A California court has approved an agreement that will allow poor undocumented immigrants to have access to bail pending the resolution of their immigration cases.
Judge Jesús Gilberto Bernal, of the Central District of California District Court, on Monday this week upheld the agreement between the plaintiffs, Xochitl Hernández and César Matías, and the Department of Justice reached in October last year.
The court agreement prevents Immigration and Customs Enforcement (ICE) prisons in the Central District of California from connecting undocumented foreigners in the state without considering their ability to pay.
Lawyers consulted by Univision Noticias and the American Civil Liberties Union (ACLU) hope the agreement will be expanded nationwide.
“It opens the door so that people who have really strong cases to fight in court and have no resources can do so. This is a human opportunity. Many do not go free because they have no family here (in the United States). States) do not have “to help them”; says Alex Galvez, an immigration attorney who practices in Los Angeles, California.
In many cases, immigrants in deportation proceedings who had no offense other than the undocumented stay in the United States (a civil matter, not a criminal one) were detained for months because they could not pay the mortgage. which they did not set free. .
The court’s announcement is a “significant legal victory for immigrant rights,” the ACLU said in a statement. “The federal court has approved an agreement banning ICE and immigration judges from imposing unreasonable bans on detained immigrants because they did not consider their financial resources,” he added.
The ACLU explained that prior to this case, “the government was not obliged to consider the ability to pay when setting bail for individuals being deported.”
He added that “many immigrants stayed in jail for months or even years simply because they could not pay bail.”
Referring to a 2017 ruling by the late 9th District Judge Stephen Reinhardt, the civil rights group said that “while the temporary detention of non-citizens can sometimes be justified by concerns about public safety or flight risk …, no person can be imprisoned be put simply because of their poverty. “
The agreement reached between the parties and supported by the court, the class action, known as Hernandez v. Garland, originally filed in 2016 and litigated by the ACLU, the ACLU Foundation of Southern California, and pro bono attorneys for Skadden, Arps, Slate, Meagher & Flom LLP, and Mayer Brown LLP.
Hearing the court’s ruling, Michael Kaufman, chief prosecutor for Sullivan & Cromwell’s Access to Justice at the ACLU SoCal, said: “The settlement puts an end to the government’s scandalous practice of putting immigrants in jail without even bail, take into account. “
“The Constitution prohibits incarceration on the grounds of poverty, both for citizens and non-citizens,” he said.

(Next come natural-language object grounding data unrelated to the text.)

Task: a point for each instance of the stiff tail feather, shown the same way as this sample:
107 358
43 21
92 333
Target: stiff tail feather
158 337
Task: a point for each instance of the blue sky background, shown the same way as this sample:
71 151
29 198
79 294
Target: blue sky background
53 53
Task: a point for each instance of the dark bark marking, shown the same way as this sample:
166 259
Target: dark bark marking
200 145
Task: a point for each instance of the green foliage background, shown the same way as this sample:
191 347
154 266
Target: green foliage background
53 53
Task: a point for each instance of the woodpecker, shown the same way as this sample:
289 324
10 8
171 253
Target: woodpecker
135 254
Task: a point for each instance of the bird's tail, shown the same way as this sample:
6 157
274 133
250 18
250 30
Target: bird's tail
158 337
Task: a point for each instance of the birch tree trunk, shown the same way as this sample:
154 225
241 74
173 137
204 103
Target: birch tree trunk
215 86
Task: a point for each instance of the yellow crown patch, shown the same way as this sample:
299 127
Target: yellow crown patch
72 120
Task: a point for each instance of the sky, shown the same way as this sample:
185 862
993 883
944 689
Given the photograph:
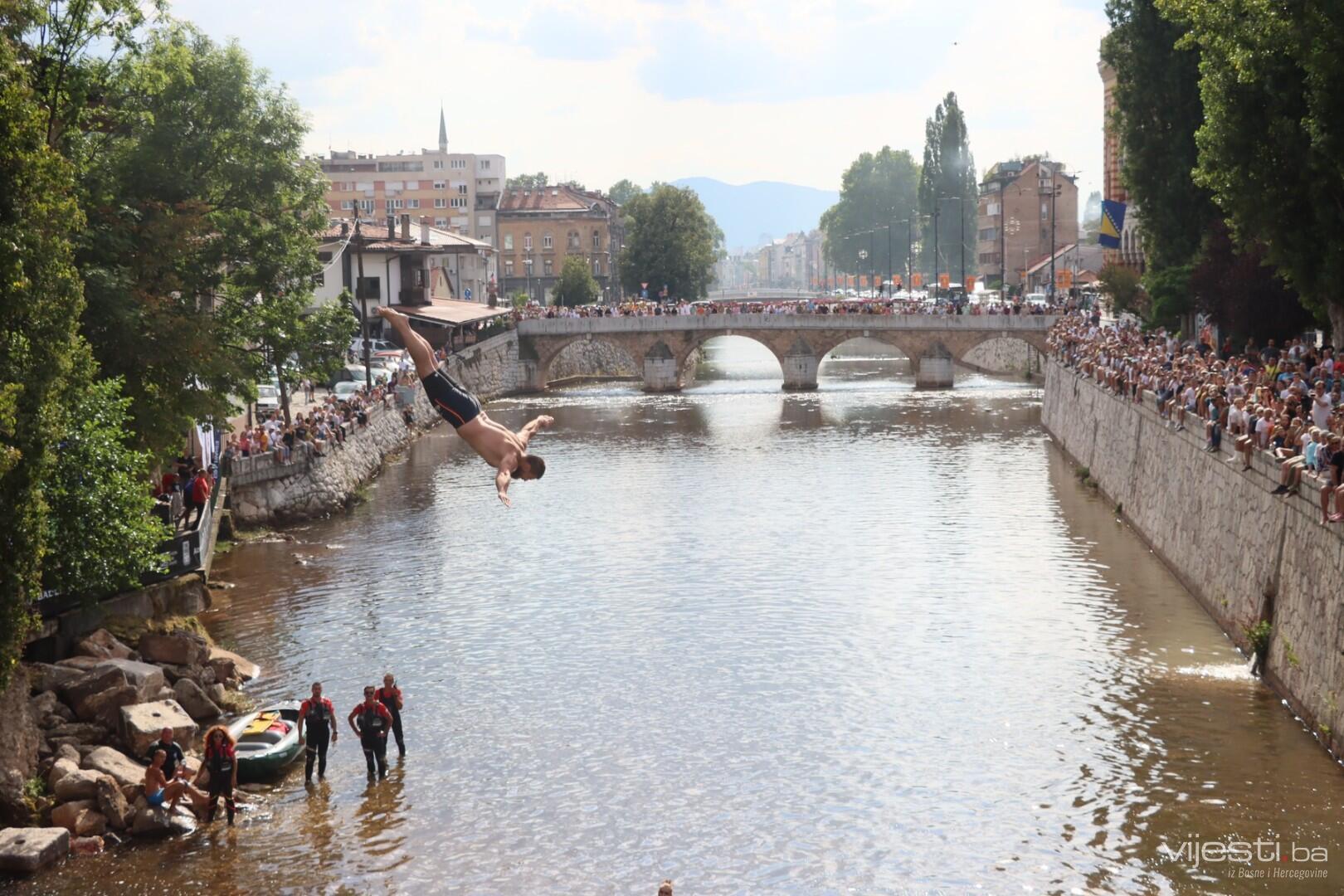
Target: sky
739 90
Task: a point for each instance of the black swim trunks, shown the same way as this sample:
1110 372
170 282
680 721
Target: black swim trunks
457 406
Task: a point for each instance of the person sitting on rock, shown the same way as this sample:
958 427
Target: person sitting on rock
500 448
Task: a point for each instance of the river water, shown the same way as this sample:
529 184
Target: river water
859 641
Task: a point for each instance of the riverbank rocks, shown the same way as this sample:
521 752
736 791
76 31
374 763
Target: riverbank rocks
177 648
163 822
245 670
141 724
104 645
116 765
81 783
113 804
27 850
194 700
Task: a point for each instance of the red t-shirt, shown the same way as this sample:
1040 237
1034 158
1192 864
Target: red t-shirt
381 711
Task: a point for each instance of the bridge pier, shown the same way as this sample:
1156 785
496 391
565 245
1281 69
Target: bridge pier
661 373
934 368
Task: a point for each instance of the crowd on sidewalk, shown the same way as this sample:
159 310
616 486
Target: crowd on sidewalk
786 306
1283 403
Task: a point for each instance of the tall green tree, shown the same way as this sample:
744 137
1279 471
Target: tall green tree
878 191
949 188
670 240
201 246
39 305
624 191
576 285
1272 140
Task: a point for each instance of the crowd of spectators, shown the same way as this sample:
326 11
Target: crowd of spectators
1278 402
791 306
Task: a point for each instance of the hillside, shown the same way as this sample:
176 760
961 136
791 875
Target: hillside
750 212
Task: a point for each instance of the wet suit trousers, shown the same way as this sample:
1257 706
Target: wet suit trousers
316 751
375 751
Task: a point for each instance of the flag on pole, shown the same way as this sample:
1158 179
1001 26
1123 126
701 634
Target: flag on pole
1112 222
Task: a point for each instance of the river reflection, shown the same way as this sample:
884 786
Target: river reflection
864 640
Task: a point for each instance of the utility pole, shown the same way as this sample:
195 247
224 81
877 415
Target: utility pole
363 301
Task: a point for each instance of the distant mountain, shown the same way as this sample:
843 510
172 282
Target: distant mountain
750 214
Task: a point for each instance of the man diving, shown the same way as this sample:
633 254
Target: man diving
502 449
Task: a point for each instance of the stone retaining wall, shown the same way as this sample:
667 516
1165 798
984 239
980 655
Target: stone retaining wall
1241 551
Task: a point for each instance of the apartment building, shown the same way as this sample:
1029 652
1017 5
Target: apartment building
1025 207
455 191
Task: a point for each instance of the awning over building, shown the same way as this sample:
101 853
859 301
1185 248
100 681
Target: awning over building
448 312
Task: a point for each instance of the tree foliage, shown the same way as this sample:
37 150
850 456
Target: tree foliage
949 171
576 284
1157 109
100 535
624 191
878 191
201 247
670 240
1272 140
39 306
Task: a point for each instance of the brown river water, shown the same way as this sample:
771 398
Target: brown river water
859 641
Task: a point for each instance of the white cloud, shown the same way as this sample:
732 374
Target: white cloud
749 90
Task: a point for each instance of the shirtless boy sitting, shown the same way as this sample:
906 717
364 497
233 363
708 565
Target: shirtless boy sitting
502 449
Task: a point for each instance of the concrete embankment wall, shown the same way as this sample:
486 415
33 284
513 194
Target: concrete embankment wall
314 486
1241 551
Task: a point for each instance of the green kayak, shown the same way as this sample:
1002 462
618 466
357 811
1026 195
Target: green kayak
268 740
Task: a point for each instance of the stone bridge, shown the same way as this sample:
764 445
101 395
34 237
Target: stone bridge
665 344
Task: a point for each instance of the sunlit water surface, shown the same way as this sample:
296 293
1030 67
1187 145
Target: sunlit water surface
864 640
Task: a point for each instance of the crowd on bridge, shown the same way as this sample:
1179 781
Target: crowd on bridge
786 306
1283 403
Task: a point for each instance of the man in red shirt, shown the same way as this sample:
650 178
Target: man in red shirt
374 722
320 716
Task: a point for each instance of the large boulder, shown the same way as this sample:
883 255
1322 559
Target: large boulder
194 700
27 850
67 815
113 804
177 648
163 822
81 783
47 677
102 645
60 770
245 670
21 748
143 723
116 765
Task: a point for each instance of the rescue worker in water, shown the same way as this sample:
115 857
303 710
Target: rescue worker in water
374 723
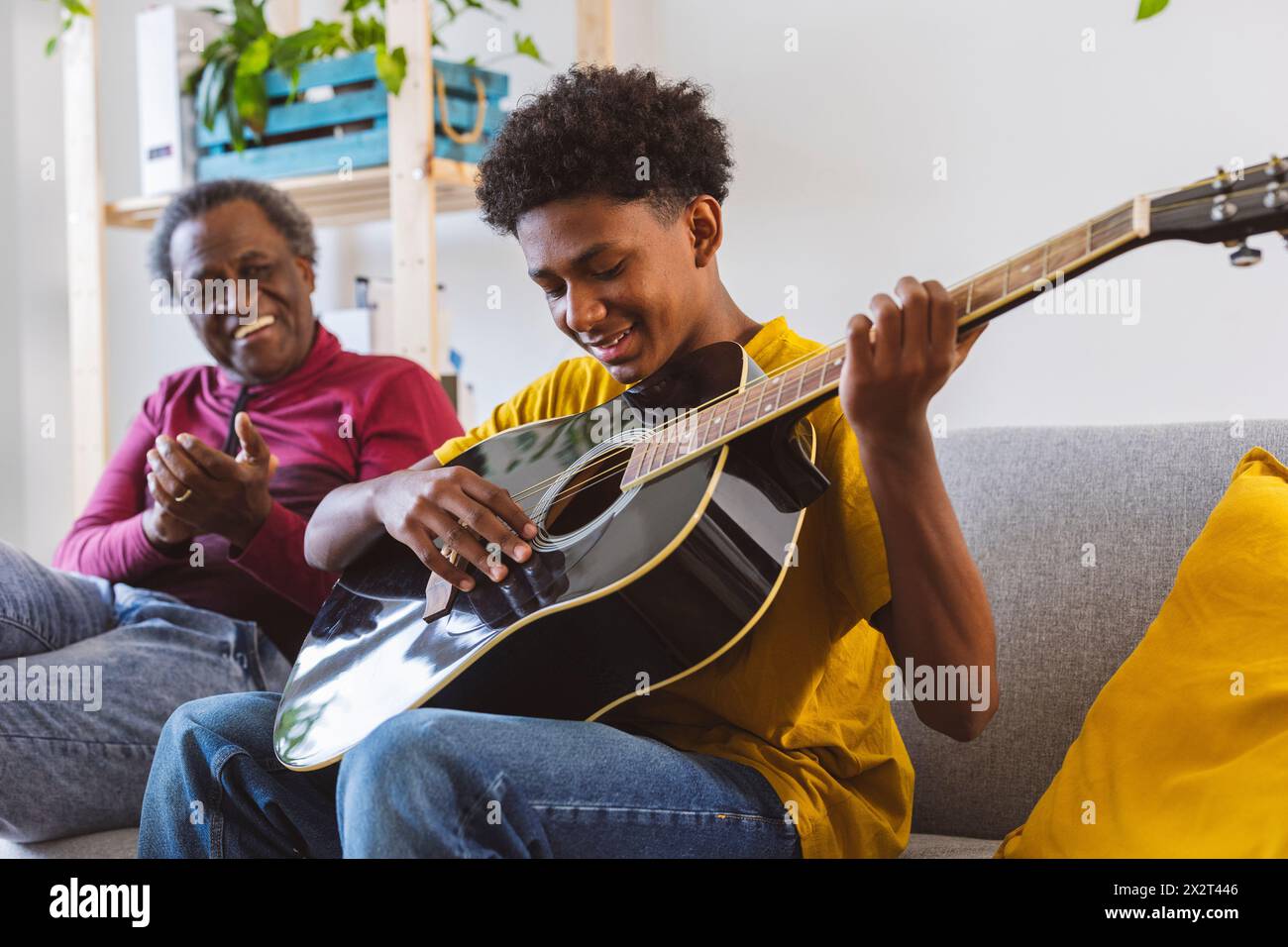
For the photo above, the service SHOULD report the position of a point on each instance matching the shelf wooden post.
(595, 31)
(82, 182)
(412, 200)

Cesar Matías, one of the plaintiffs in the case, is originally from Honduras and worked as a hairdresser in a clothing factory. He was arrested in 2012 and taken to an ICE detention center in Santa Ana, California.
“I am proud to have taken part in this lawsuit to help other immigrants,” Matías said. “I hope no other person is forced to stay in custody for years because they cannot pay their bail,” he said.

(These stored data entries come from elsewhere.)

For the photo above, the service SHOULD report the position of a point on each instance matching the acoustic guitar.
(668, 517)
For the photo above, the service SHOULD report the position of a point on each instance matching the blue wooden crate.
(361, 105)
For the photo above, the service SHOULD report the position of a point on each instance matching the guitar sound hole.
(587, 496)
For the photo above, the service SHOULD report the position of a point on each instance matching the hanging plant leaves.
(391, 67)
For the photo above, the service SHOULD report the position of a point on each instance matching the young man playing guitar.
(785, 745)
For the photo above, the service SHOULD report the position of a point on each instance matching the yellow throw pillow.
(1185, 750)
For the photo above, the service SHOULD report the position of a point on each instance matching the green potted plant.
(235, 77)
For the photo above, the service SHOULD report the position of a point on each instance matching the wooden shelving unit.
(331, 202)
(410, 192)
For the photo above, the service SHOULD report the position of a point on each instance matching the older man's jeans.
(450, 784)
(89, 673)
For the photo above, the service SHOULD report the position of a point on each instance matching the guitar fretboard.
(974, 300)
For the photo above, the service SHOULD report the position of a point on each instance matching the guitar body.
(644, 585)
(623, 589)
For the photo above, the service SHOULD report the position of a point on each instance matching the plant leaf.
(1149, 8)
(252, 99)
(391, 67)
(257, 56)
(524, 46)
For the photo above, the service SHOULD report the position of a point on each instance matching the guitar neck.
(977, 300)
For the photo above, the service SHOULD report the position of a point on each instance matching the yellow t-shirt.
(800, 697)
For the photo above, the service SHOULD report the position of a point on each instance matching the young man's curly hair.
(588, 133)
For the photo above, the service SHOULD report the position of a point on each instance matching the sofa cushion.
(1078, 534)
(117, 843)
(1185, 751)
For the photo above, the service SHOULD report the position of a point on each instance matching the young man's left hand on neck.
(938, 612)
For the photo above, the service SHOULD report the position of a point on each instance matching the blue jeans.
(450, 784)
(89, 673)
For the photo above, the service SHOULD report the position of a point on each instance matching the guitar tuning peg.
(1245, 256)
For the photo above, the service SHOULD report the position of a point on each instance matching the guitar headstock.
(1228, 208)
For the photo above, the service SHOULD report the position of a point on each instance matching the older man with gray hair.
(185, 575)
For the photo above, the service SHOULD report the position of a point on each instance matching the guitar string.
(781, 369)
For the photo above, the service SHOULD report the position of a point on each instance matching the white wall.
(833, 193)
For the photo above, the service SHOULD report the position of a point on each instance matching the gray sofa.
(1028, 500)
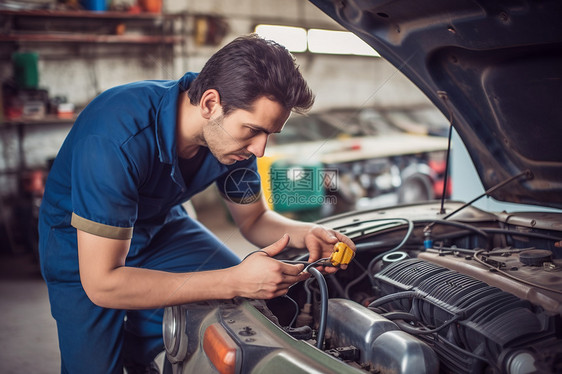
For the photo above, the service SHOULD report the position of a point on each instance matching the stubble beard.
(213, 137)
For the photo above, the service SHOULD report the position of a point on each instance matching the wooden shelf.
(90, 38)
(81, 26)
(84, 14)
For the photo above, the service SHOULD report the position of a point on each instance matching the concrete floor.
(28, 336)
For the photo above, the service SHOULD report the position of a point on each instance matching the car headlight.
(175, 339)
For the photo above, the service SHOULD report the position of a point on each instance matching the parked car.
(433, 288)
(356, 158)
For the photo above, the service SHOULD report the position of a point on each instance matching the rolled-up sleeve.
(104, 189)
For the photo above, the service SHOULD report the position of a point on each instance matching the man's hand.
(320, 244)
(260, 276)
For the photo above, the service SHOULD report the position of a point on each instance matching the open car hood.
(494, 67)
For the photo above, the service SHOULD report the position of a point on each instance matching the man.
(115, 243)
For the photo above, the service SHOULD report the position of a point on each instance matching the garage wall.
(80, 73)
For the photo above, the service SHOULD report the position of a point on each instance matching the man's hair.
(248, 68)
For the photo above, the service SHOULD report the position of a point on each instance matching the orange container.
(151, 6)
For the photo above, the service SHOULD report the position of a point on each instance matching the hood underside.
(494, 67)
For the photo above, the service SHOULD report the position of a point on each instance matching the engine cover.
(491, 328)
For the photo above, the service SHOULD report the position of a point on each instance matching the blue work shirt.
(117, 175)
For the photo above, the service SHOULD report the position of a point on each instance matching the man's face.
(242, 133)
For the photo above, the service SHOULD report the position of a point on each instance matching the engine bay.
(480, 293)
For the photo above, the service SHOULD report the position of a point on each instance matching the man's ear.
(210, 103)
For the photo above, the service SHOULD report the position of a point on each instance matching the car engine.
(479, 294)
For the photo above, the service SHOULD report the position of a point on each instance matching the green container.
(296, 186)
(26, 72)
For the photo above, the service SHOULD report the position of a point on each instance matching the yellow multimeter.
(342, 254)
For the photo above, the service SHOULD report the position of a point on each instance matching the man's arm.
(262, 226)
(111, 284)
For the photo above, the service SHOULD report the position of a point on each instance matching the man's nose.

Matías sought asylum in the United States because he suffered severe persecution in his home country because he was gay, according to court documents. He was released on bail of $ 3,000, but Matias did not have the money, which forced him to stay in jail for four years.
Following the filing of the lawsuit, Hernandez was released on a $ 5,000 bond that was posted with the help of a community organization, and was ordered to wear a single monitor. The lawsuit was certified in 2016 as a class action lawsuit.
Supreme Court trial
After hearing about the district court’s endorsement of the agreement, Stephen Yale-Loher, professor of immigration law at Cornell University Law School in New York, said the Supreme Court will hear “oral arguments in two cases this Friday on whether “Immigrants detained for more than six months are entitled to a mortgage hearing to be released.”

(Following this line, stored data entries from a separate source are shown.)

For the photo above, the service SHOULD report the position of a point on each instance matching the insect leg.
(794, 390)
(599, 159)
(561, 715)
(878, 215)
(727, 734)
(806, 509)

“Two lower courts have ruled that immigrants have that right in certain cases. “The conservative majority of the Supreme Court may not agree,” he said.
Yale-Loher added that “in one of the cases, Antonio Arteaga-Martinez argued that he and certain other immigrants should be entitled to a mortgage hearing after six months in detention to avoid a proper process violation.”
Last year, however, the Supreme Court ruled 6-3 “that immigrants who return to the United States illegally after being deported should be kept out of court while awaiting a second deportation hearing.”
“Cases are important, partly due to the backlog of cases in the immigration court. More than 1.7 million immigrants have cases pending, a situation that “could take years to make a decision,” he said.
“If immigrants had to be detained for so long, the monetary and social costs would be enormous,” he said.